A single codeword, Geiger, signals the end of the life Agneta Broman has known for many years. During her marriage to one of the most beloved Swedish TV stars, a man affectionately known as Uncle Stellan, she has created a pleasant, comfortable existence for her family, including her two daughters, Malin and Lotta, and her grandchildren. Thanks to her husband’s fame, she was able to travel abroad and also meet many interesting and influential people who attended extravagant parties in their home. Then a landline call with that memorable, significant word turns her world upside down.

She has known for decades that it will happen yet is shaken as she must now complete an assignment conceived decades ago. Agneta retrieves a gun from its hiding place, attaches a silencer, quietly shoots her husband in the head and vanishes, leaving behind her wallet and keys, and an abundance of questions.

Police officer Sara Nowak unofficially joins the investigation into the disappearance and murder, although she really should not be getting involved as she’s meant to be concentrating on the fight against prostitution and sex trade, but she finds it hard to focus while raging both inside and out at the futile efforts to try to stop the abuse of women. Unlike many fictional detectives, Nowak’s private life is reasonably stable although of course nothing is perfect there due to her pent-up fury, and the upsetting situations she has to handle.

Sara is drawn to the Geiger case because of her childhood, as she spent many summers playing with Broman’s daughters and living with her cleaner mother in the property’s grounds. Her memories of holiday fun are marred by the realisation that she was actually an unwelcome child, looked down on by those with more privilege. Despite that, she decides to find out more about the allegations that Stellan was a spy. His cultural collaboration with the former East Germany appears to have provided cover for a totally different type of collaboration that destroyed many lives.  

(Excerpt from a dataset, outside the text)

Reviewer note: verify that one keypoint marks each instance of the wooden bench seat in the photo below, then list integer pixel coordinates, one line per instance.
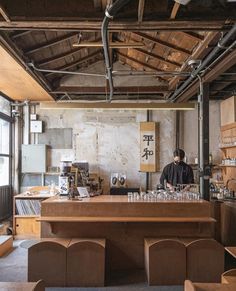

Gustaf Skördeman’s debut novel, translated by Ian Giles, shines a light on Europe’s complicated post-war history and the rife espionage that frequently led to different often absurd leads being followed. The story is told by two very different characters and seen from two perspectives it develops at satisfying speed as more apparently unconnected names, elements and snippets of information begin to create an unsettling case of double identities and clandestine existences. Sara and Agneta have conflicting recollections of times when they were together in the house, and of the past, of course.

As the story progresses, we find out so much about the older woman’s experiences in the post-Cold War period and details of the intricate and disturbing plot made by those in power, convinced that the world has to follow certain political rules. Russia still plays a huge role on the world stage today so the historical context of the novel provides a brilliant background for the perception of contemporary Sweden. Sara, on the other hand, concentrates on the current urgent violence until she learns more about consequences of her Polish roots.

Geiger is a complex well-crafted spy thriller, with plenty of fascinating details and realistic characters. As a minor aside, the children’s cartoons Bolek and Lolek were Polish, and not East German but I realise that some tiny facts might escape the spies’ attention.